Arguments in nested functions and bindings in nested ``let`` forms can shadow these names.
.. code-block:: hy
=> (let [x 5] ; creates a new local bound to name 'x
... (print x)
... (let [x 6] ; new local and name binding that shadows 'x
... (print x))
... (print x)) ; 'x refers to the first local again
5
6
5
Basic assignments (e.g. ``setv``, ``+=``) will update the local variable named by a let binding,
when they assign to a let-bound name.
But assignments via ``import`` are always hoisted to normal Python scope, and
likewise, ``defclass`` will assign the class to the Python scope,
even if it shares the name of a let binding.
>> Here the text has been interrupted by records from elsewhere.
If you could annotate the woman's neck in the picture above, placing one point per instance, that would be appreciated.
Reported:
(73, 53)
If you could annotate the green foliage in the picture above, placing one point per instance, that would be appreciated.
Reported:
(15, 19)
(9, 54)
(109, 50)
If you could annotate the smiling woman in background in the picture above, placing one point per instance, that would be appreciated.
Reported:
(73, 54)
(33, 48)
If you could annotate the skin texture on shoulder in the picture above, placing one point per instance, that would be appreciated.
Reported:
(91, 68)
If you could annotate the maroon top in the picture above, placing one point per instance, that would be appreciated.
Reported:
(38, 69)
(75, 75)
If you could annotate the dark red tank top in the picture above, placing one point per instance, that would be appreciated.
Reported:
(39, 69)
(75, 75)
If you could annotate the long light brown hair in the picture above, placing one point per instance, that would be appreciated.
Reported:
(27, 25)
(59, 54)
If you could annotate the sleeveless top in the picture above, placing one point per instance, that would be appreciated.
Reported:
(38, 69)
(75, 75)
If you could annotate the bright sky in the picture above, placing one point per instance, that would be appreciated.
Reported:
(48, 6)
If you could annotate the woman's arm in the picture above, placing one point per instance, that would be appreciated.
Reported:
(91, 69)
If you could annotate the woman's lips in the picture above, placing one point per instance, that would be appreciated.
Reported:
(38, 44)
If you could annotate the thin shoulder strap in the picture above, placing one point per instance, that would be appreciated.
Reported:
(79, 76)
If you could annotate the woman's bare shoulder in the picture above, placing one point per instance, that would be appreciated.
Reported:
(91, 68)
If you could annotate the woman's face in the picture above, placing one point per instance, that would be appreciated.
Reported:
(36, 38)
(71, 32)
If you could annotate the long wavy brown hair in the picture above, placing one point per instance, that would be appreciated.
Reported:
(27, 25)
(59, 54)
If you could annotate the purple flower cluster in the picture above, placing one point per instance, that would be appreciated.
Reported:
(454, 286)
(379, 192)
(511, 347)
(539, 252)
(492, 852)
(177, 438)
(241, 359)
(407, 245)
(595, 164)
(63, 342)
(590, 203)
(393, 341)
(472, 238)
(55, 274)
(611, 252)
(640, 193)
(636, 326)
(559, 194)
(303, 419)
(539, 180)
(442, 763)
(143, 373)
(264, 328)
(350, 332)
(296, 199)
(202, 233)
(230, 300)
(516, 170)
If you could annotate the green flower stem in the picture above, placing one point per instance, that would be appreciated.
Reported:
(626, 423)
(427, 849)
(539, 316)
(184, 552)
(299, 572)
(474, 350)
Use ``importlib.import_module`` and ``type`` (or whatever metaclass) instead,
if you must avoid this hoisting.
The ``let`` macro takes two parameters: a list defining *variables*
and the *body* which gets executed. *variables* is a vector of
variable and value pairs.
Like the ``let*`` of many other Lisps, ``let`` executes the variable
assignments one-by-one, in the order written::
.. code-block:: hy
=> (let [x 5
... y (+ x 1)]
... (print x y))
5 6
Unlike them, however, each ``(let …)`` form uses only one
namespace for all its assignments. Thus, ``(let [x 1 x (fn [] x)]
(x))`` returns a function object, not 1 as you might expect.
It is an error to use a let-bound name in a ``global`` or ``nonlocal`` form.